Both of these need to be added to wind or solar, at a cost that is not borne by the renewable operator, but by the national grid, and hence the consumer.
Of course they could leave all the old coal plant generators in place and replace the steam plant with electric motors that would spin up the generators instead.
a ‘Legacy flywheel storage project’ 🙂
Hi Leo,
Many thanks for your comments and spotting my typo…too used to typing “watts”! I’ve corrected it above.
On the GVAs point….I took that directly from a National Grid paper, but it makes sense to me because I don’t think a source of inertia needs to be providing active power. However I could be wrong since I’m having to blow the dust off my physics knowledge for this!
I haven’t written it here, but my view is that the sensitivity of the grid to frequency is going to be a significant limiting factor to the deployment of renewables, but most people who talk about 100% renewables grids have no idea what it really means.
De-sensitising the entire grid might be possible in the very long term, but that’s essentially a fundamental re-design of the grid on the scale of the decision to switch from DC to AC in the very early days of electrification….ie nether quick nor cheap.
In the meantime, we have the prospect of caps on energy bills because no-one wants to pay for all this….
what’s the meaning of BMU
Balancing Mechanism Unit – BMUs are used as units of trade within the Balancing Mechanism. Each BM Unit accounts for a collection of plant and/or apparatus, and is considered the smallest grouping that can be independently controlled (see the Elexon website for more details)

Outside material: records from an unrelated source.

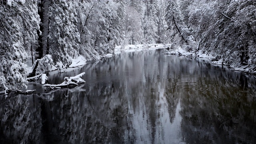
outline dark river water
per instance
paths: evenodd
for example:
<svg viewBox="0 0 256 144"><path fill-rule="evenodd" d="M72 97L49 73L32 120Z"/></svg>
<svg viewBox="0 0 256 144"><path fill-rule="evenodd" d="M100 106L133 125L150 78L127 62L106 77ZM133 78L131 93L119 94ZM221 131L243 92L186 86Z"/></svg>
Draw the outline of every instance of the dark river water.
<svg viewBox="0 0 256 144"><path fill-rule="evenodd" d="M67 72L86 84L0 97L3 144L256 143L255 78L201 60L122 52Z"/></svg>

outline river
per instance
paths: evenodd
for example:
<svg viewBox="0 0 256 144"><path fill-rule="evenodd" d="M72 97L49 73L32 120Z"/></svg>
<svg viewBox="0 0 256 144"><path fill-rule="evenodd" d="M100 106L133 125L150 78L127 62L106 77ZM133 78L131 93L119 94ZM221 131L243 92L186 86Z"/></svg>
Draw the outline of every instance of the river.
<svg viewBox="0 0 256 144"><path fill-rule="evenodd" d="M255 78L202 60L123 52L48 75L49 83L82 72L86 83L2 96L4 144L256 143Z"/></svg>

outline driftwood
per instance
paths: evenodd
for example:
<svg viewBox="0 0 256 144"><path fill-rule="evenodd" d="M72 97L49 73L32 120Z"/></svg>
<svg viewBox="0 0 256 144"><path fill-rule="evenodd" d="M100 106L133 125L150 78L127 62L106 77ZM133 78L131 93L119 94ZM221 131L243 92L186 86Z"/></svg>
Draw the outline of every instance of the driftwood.
<svg viewBox="0 0 256 144"><path fill-rule="evenodd" d="M82 72L75 76L71 76L69 78L66 77L64 78L65 81L60 84L46 84L44 85L44 86L48 87L50 89L53 89L67 87L72 85L77 86L80 84L85 83L85 81L80 78L85 74L85 72Z"/></svg>

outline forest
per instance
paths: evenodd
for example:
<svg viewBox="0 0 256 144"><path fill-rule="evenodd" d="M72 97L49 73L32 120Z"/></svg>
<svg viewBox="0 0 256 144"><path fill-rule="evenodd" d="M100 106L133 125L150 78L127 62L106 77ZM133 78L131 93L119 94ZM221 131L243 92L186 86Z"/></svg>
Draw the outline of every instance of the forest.
<svg viewBox="0 0 256 144"><path fill-rule="evenodd" d="M71 58L96 60L128 44L170 44L256 71L256 1L4 0L0 1L0 91ZM35 71L29 72L32 60Z"/></svg>

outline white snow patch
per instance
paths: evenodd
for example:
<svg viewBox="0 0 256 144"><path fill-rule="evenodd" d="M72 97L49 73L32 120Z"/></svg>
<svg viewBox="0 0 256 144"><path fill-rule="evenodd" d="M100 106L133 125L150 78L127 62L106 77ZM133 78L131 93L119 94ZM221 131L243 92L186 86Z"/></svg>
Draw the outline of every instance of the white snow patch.
<svg viewBox="0 0 256 144"><path fill-rule="evenodd" d="M44 84L45 82L48 80L48 77L46 76L46 74L43 74L41 76L41 80L42 80L42 84Z"/></svg>
<svg viewBox="0 0 256 144"><path fill-rule="evenodd" d="M77 59L73 59L71 58L70 58L72 60L72 64L69 66L69 68L74 68L86 64L85 58L82 56L79 56Z"/></svg>

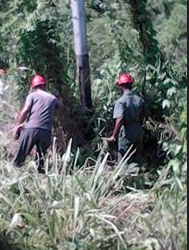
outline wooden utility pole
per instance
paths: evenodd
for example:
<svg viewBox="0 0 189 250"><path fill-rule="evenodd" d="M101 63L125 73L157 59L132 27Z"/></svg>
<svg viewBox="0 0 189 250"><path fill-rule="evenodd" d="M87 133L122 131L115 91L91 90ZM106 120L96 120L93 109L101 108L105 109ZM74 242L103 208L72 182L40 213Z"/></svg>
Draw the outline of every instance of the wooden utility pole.
<svg viewBox="0 0 189 250"><path fill-rule="evenodd" d="M76 56L76 83L79 84L82 107L90 109L92 100L84 0L71 0L71 9Z"/></svg>

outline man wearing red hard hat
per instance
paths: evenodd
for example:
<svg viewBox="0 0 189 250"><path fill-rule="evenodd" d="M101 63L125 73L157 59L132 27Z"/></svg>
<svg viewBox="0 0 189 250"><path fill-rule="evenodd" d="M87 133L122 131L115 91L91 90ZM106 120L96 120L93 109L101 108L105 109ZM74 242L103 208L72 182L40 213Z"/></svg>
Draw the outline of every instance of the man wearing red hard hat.
<svg viewBox="0 0 189 250"><path fill-rule="evenodd" d="M15 167L21 167L34 146L36 146L38 171L44 173L43 156L51 143L52 117L59 107L58 99L46 91L46 81L35 75L31 82L31 92L18 115L14 138L19 139L19 147L14 157ZM26 124L23 126L23 123Z"/></svg>
<svg viewBox="0 0 189 250"><path fill-rule="evenodd" d="M143 144L143 120L146 117L144 100L132 92L133 78L122 72L117 79L117 86L123 95L116 101L113 118L115 126L109 142L118 139L118 160L120 161L132 146L135 152L129 162L139 162Z"/></svg>

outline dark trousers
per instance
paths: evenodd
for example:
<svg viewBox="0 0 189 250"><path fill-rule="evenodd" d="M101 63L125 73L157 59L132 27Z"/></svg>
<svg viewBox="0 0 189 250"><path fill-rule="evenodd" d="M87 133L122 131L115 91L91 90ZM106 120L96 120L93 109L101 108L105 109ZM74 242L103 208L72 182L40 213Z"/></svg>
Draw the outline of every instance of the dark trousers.
<svg viewBox="0 0 189 250"><path fill-rule="evenodd" d="M131 148L130 154L134 152L128 163L140 163L143 150L143 130L138 124L124 127L122 126L118 138L118 161L120 161L125 153Z"/></svg>
<svg viewBox="0 0 189 250"><path fill-rule="evenodd" d="M19 147L14 157L13 164L21 167L34 146L36 146L36 160L38 169L43 167L43 156L51 143L51 132L46 129L27 128L21 132Z"/></svg>

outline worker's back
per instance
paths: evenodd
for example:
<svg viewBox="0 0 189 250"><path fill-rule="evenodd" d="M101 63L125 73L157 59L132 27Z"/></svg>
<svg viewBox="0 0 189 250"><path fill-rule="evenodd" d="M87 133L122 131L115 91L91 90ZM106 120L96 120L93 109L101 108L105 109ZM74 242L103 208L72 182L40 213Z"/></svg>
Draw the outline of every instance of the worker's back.
<svg viewBox="0 0 189 250"><path fill-rule="evenodd" d="M30 107L30 112L25 128L51 130L52 115L59 106L58 99L44 90L37 89L28 95L26 105Z"/></svg>

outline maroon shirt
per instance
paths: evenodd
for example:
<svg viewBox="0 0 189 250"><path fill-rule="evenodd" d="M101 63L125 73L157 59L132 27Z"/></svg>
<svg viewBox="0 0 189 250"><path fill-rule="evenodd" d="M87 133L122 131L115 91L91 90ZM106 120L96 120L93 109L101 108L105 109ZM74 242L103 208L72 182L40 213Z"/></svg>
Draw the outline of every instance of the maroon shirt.
<svg viewBox="0 0 189 250"><path fill-rule="evenodd" d="M30 93L26 98L25 107L29 108L29 115L25 128L52 129L52 116L59 107L58 99L41 89Z"/></svg>

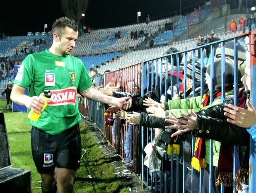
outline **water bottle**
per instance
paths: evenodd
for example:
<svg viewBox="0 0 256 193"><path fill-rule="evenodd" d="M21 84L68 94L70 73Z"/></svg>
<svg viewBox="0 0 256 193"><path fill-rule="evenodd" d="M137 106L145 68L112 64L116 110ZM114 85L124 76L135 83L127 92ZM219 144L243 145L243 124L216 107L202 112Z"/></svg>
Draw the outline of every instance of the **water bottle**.
<svg viewBox="0 0 256 193"><path fill-rule="evenodd" d="M43 109L42 112L40 114L37 114L33 110L31 109L28 115L28 118L31 120L36 121L42 114L43 111L44 110L47 106L48 103L51 101L51 95L50 94L50 90L45 90L40 94L39 98L42 99L44 101L44 104L43 105Z"/></svg>

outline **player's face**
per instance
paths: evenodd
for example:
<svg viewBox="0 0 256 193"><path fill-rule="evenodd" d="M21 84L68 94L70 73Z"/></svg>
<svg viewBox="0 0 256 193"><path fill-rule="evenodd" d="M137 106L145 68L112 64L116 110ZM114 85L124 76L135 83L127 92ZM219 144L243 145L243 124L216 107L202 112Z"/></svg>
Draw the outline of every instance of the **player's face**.
<svg viewBox="0 0 256 193"><path fill-rule="evenodd" d="M75 41L77 39L78 32L72 29L65 27L61 38L60 38L58 46L58 52L63 56L70 54L75 47Z"/></svg>

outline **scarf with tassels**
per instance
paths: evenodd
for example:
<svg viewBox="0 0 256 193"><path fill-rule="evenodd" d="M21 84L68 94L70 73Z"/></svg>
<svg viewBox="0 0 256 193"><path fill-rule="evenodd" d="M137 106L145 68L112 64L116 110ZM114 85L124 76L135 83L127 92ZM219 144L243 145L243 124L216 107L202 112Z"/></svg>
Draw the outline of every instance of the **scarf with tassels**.
<svg viewBox="0 0 256 193"><path fill-rule="evenodd" d="M238 94L238 106L244 108L247 94L245 93L244 89L242 89ZM223 184L226 186L233 186L233 170L234 162L234 146L222 143L220 150L220 157L218 163L218 174L216 185ZM242 184L248 184L249 169L249 148L247 147L244 157L241 163L241 166L237 171L235 180L237 183L236 188L237 190L242 190ZM239 151L235 149L237 155L236 160L237 165L239 166Z"/></svg>
<svg viewBox="0 0 256 193"><path fill-rule="evenodd" d="M179 154L180 147L178 136L179 135L170 138L170 142L167 149L167 154L168 155Z"/></svg>
<svg viewBox="0 0 256 193"><path fill-rule="evenodd" d="M210 103L210 95L204 94L202 99L200 108L202 109ZM201 168L205 168L207 165L205 161L205 146L204 145L205 140L200 138L196 138L195 141L195 150L194 157L192 157L191 165L194 169L198 172Z"/></svg>

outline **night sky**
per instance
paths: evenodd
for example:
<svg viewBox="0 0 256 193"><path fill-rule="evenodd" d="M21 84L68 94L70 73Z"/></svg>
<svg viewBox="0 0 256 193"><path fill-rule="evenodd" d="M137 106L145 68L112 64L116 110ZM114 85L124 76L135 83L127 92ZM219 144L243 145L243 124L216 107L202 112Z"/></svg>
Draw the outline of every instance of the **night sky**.
<svg viewBox="0 0 256 193"><path fill-rule="evenodd" d="M84 23L93 29L115 27L193 11L203 5L204 0L89 0ZM9 36L25 36L27 32L51 30L56 19L65 16L60 0L2 0L0 6L0 33Z"/></svg>

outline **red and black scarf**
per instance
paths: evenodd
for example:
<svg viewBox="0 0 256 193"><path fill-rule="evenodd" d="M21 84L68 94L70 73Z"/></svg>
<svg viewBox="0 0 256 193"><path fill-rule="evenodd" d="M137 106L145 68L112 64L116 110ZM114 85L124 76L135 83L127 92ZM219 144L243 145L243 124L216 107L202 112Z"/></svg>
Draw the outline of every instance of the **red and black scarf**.
<svg viewBox="0 0 256 193"><path fill-rule="evenodd" d="M237 106L239 107L244 108L246 103L247 94L244 89L242 89L238 93ZM218 186L223 184L226 186L233 186L233 171L234 162L234 145L222 143L220 150L220 157L218 163L218 175L216 185ZM249 147L246 147L244 157L241 162L240 169L237 173L235 180L237 182L236 188L237 191L242 190L242 183L246 184L249 182ZM236 160L237 165L240 166L239 154L238 148Z"/></svg>

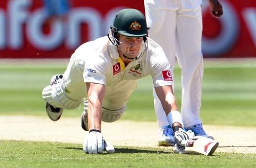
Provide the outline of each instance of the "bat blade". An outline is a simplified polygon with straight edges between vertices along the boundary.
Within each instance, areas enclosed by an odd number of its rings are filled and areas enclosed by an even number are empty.
[[[219,142],[210,138],[196,136],[187,141],[185,151],[191,154],[200,154],[206,156],[211,155],[217,149]]]

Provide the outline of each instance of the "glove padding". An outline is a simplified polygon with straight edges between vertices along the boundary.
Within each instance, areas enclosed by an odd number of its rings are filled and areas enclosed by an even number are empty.
[[[174,133],[174,138],[176,140],[177,143],[183,147],[185,147],[188,139],[195,136],[195,134],[190,130],[186,131],[180,128],[179,131]]]
[[[86,136],[82,149],[85,153],[89,154],[102,153],[103,150],[110,153],[115,152],[114,146],[106,142],[100,132],[96,131],[92,131]]]

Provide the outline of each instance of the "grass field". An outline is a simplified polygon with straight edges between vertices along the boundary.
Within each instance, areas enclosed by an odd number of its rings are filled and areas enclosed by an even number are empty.
[[[0,115],[46,116],[41,90],[67,61],[0,61]],[[180,106],[180,70],[176,94]],[[205,61],[201,117],[204,124],[256,127],[256,64]],[[156,121],[152,80],[139,81],[121,119]],[[63,117],[80,116],[82,107]],[[10,121],[11,124],[11,121]],[[1,139],[1,137],[0,137]],[[245,139],[245,140],[246,140]],[[85,155],[81,145],[0,140],[0,167],[254,167],[256,154],[215,153],[211,157],[176,155],[169,148],[115,147],[109,155]]]
[[[256,155],[175,154],[167,148],[116,147],[114,154],[86,155],[81,145],[0,141],[0,167],[242,167],[256,166]]]

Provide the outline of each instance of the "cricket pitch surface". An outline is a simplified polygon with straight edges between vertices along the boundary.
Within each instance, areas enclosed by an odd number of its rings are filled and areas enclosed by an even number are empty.
[[[82,143],[88,133],[81,127],[80,117],[0,115],[0,139]],[[167,148],[157,146],[157,122],[118,121],[102,122],[105,139],[114,146]],[[256,128],[204,125],[206,132],[220,145],[216,152],[256,153]]]

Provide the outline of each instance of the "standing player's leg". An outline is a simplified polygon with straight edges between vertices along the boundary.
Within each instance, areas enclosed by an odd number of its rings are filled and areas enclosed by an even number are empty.
[[[147,26],[150,27],[148,36],[157,42],[163,49],[172,68],[172,75],[174,79],[173,70],[175,64],[175,32],[177,4],[171,4],[170,8],[161,1],[145,0],[145,16]],[[174,86],[173,86],[173,88]],[[175,140],[172,128],[169,125],[166,116],[162,107],[161,102],[153,89],[155,111],[161,135],[158,139],[159,146],[174,145]]]
[[[184,126],[196,135],[207,135],[200,118],[203,74],[200,1],[182,4],[177,17],[177,58],[182,69],[181,113]]]

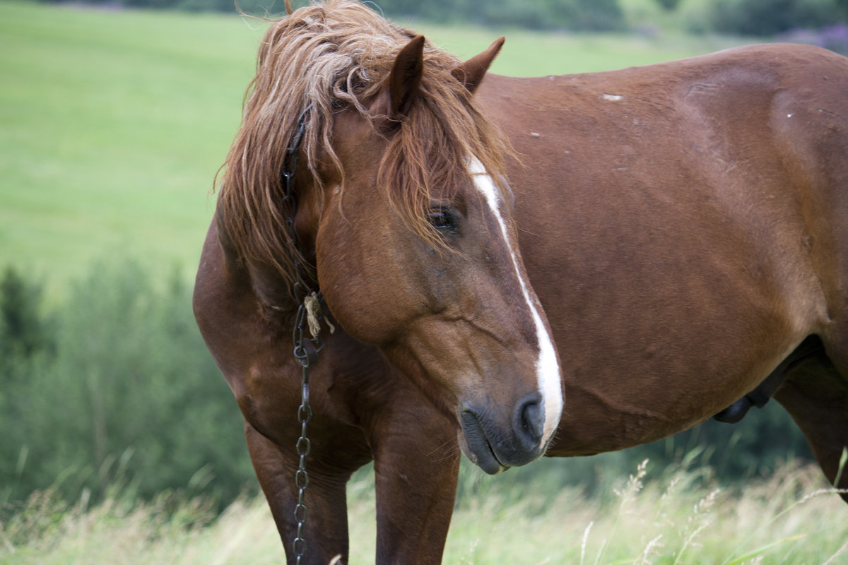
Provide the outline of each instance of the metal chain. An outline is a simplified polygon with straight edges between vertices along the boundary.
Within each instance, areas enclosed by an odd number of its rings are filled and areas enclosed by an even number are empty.
[[[306,435],[306,424],[312,419],[312,408],[310,407],[310,367],[318,362],[318,352],[323,346],[320,338],[317,342],[304,339],[304,326],[306,323],[306,306],[301,304],[298,308],[298,316],[294,324],[293,340],[294,341],[294,357],[303,367],[304,378],[300,389],[300,407],[298,408],[298,420],[300,422],[300,437],[296,445],[300,462],[298,471],[294,474],[294,485],[298,487],[298,504],[294,507],[294,519],[298,522],[298,530],[293,542],[295,563],[300,565],[306,551],[306,540],[304,538],[304,526],[306,523],[307,510],[304,501],[306,487],[310,485],[310,475],[306,472],[306,457],[310,454],[311,444]]]
[[[300,144],[306,130],[306,113],[310,111],[311,104],[300,114],[298,120],[298,129],[292,140],[288,143],[286,150],[285,163],[282,175],[285,188],[282,208],[283,216],[286,219],[287,228],[288,229],[288,237],[291,241],[293,255],[298,256],[298,237],[294,230],[294,218],[298,212],[297,196],[294,192],[294,177],[298,169],[298,158],[300,152]],[[306,524],[308,512],[306,509],[306,487],[310,485],[310,475],[306,471],[306,457],[310,454],[311,444],[309,436],[306,435],[306,424],[312,419],[312,408],[310,407],[310,367],[318,363],[318,352],[323,347],[323,343],[320,335],[313,338],[304,337],[304,328],[307,324],[310,313],[306,307],[306,299],[310,295],[309,285],[301,277],[301,265],[295,260],[294,263],[294,285],[293,291],[295,298],[300,302],[298,307],[298,314],[295,318],[294,330],[292,333],[292,341],[294,344],[294,357],[303,367],[303,380],[300,386],[300,407],[298,408],[298,421],[300,423],[300,437],[295,445],[299,462],[298,471],[294,474],[294,485],[298,489],[298,503],[294,507],[294,519],[298,523],[297,533],[292,543],[292,550],[294,552],[295,563],[300,565],[306,552],[306,540],[304,538],[304,528]],[[314,293],[314,296],[321,301],[321,293]],[[321,313],[319,317],[323,317]]]

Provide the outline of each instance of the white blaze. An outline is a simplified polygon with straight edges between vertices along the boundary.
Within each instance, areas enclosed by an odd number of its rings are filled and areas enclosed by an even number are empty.
[[[530,299],[530,292],[527,290],[527,282],[522,276],[521,269],[518,267],[518,258],[516,256],[515,248],[510,241],[510,234],[506,229],[506,223],[500,213],[500,205],[499,203],[498,191],[491,175],[486,172],[483,163],[479,159],[472,158],[469,163],[469,172],[474,178],[474,186],[477,186],[480,193],[486,198],[492,213],[500,225],[500,233],[504,237],[510,254],[512,257],[512,265],[516,269],[516,276],[522,285],[522,293],[524,295],[524,301],[527,308],[533,314],[533,323],[536,325],[536,339],[538,342],[538,358],[536,360],[536,378],[538,380],[538,391],[542,395],[542,406],[544,408],[544,427],[542,436],[542,444],[544,445],[556,430],[556,426],[560,422],[560,415],[562,413],[562,388],[560,378],[560,366],[556,363],[556,353],[554,351],[554,341],[550,339],[547,328],[542,322],[538,309]]]

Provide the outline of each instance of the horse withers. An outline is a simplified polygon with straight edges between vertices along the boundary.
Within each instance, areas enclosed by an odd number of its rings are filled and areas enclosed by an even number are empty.
[[[438,563],[460,451],[498,473],[739,399],[773,396],[836,477],[848,59],[519,79],[487,73],[502,43],[463,63],[349,0],[262,42],[194,307],[290,562],[347,559],[345,484],[371,461],[377,562]]]

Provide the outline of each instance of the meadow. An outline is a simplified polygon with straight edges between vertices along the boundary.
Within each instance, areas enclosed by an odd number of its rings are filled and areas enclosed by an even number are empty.
[[[544,462],[541,463],[544,464]],[[644,462],[609,494],[544,484],[505,486],[464,469],[473,496],[454,513],[444,562],[579,565],[836,565],[848,559],[844,502],[813,467],[787,465],[745,488],[717,488],[707,468],[657,472]],[[544,483],[544,481],[543,481]],[[460,485],[461,486],[461,485]],[[372,562],[373,482],[349,487],[352,563]],[[89,508],[49,491],[0,529],[3,565],[263,565],[284,562],[264,499],[220,515],[202,498],[149,502],[120,492]]]
[[[630,3],[650,10],[644,0]],[[629,35],[405,23],[463,58],[505,35],[493,70],[515,75],[612,69],[746,41],[688,36],[661,21]],[[177,269],[190,280],[263,30],[220,14],[0,3],[0,268],[43,280],[53,303],[75,299],[73,288],[96,279],[92,264],[126,258],[149,268],[144,276],[167,280]],[[98,354],[116,349],[107,346]],[[240,434],[235,405],[227,408]],[[523,469],[505,479],[466,466],[445,562],[848,559],[845,509],[816,468],[789,462],[728,487],[711,468],[691,464],[621,471],[617,455],[567,462],[593,478],[591,491],[562,485],[566,462],[540,462],[527,480]],[[8,479],[0,477],[0,490]],[[353,562],[372,560],[371,480],[363,473],[350,487]],[[197,488],[141,500],[119,481],[96,502],[90,495],[69,501],[46,483],[0,524],[0,563],[283,561],[255,496],[219,514]]]
[[[611,69],[739,42],[406,23],[463,58],[505,35],[493,70],[516,75]],[[95,258],[193,270],[264,25],[0,3],[0,265],[38,274],[54,296]]]

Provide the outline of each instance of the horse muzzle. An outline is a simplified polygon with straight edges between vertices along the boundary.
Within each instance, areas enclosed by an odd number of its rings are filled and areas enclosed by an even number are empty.
[[[522,398],[505,425],[499,425],[489,411],[469,405],[460,413],[460,424],[462,451],[489,474],[535,461],[547,448],[542,440],[544,406],[538,393]]]

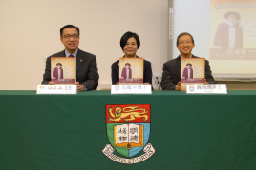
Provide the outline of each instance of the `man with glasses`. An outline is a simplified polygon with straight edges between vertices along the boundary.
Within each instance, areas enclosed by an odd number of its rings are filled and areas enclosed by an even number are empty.
[[[76,58],[76,81],[78,91],[94,90],[98,85],[98,73],[96,56],[78,48],[79,28],[73,25],[67,25],[60,29],[60,41],[65,49],[47,58],[45,73],[42,84],[54,85],[51,82],[51,57],[75,57]]]
[[[169,60],[163,64],[163,72],[160,86],[162,90],[177,90],[181,89],[181,58],[199,58],[191,52],[195,47],[194,39],[189,33],[183,32],[177,37],[177,49],[180,55],[176,59]],[[209,61],[205,60],[205,82],[204,84],[215,84],[211,73]]]

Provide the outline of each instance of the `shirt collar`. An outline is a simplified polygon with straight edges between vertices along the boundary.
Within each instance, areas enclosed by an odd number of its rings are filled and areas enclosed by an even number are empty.
[[[193,55],[193,54],[191,54],[191,56],[190,56],[189,58],[192,58],[192,55]],[[184,57],[181,56],[181,54],[180,54],[180,57],[181,57],[181,59],[184,58]]]
[[[76,58],[78,52],[78,48],[72,54],[75,58]],[[66,57],[69,57],[71,55],[71,53],[69,53],[66,49],[65,49],[65,55]]]

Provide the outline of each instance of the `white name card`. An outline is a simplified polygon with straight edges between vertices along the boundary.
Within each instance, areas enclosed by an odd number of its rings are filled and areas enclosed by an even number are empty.
[[[77,85],[38,85],[36,94],[77,94]]]
[[[112,85],[111,94],[152,94],[151,85]]]
[[[186,85],[187,94],[227,94],[225,84]]]

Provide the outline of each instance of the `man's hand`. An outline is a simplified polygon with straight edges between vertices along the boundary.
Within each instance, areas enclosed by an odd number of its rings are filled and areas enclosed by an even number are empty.
[[[208,84],[208,82],[206,82],[206,79],[204,79],[204,85],[207,85]]]
[[[177,84],[176,86],[175,86],[175,90],[176,90],[176,91],[181,91],[181,82],[178,82],[178,84]]]
[[[74,83],[74,85],[77,85],[78,91],[84,91],[84,85],[79,84],[79,82],[75,82],[75,83]]]
[[[56,85],[54,82],[49,82],[48,85]]]

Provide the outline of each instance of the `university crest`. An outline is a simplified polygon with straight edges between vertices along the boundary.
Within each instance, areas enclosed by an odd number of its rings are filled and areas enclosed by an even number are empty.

How is the synchronous inertia measured in real-time?
Ron a few years have gone by since this article. You might be interested in how the ESO of GB describes it here
https://www.nationalgrideso.com/news/sonar-power-grid-new-inertia-measurement-tools-planned-great-britains-electricity-system
Typically in real time you can have systems calculating from high-sample-rate Phasor (of Volts & Amps) Monitoring Units [PMUs] as described in this paper.
https://eprints.whiterose.ac.uk/142996/1/Paper_H_Constant_v02.pdf
The inertia of a system is not the same everywhere none the less, and you can see disturbances propagate across the electrical grid rather like a wave going across the ocean. In fact, disturbances can cause protection issues at the opposite side of a grid from the area where the initial disturbance occurs. In GB a large interconnector trip in the SE of England can cause large swings in Volts and Frequency at the other end of the country. As a visual analogy imagine being a child back at a rock-pool on the shore. You heave a heavy rock into the deep end of the pool and watch the wave-front travel across the pool and into various branches and depths. The speed of travel and the wave height change with depth. Disturbances and the impact on local plant also have similar features in a power grid.
You can also measure power system inertia by injecting a known MW size disturbance (small enough to not trigger protection problems, but large enough that sensitive signal monitoring and processing can see the frequency ripples) can also calculate inertia at various places across the network. Injecting a drum beat can be used to keep inertia values calculated.
Would you say there is a convention on how much GW of conventional power plants online are equivalent to X amount of GVAs? If so, what is this conversion rate?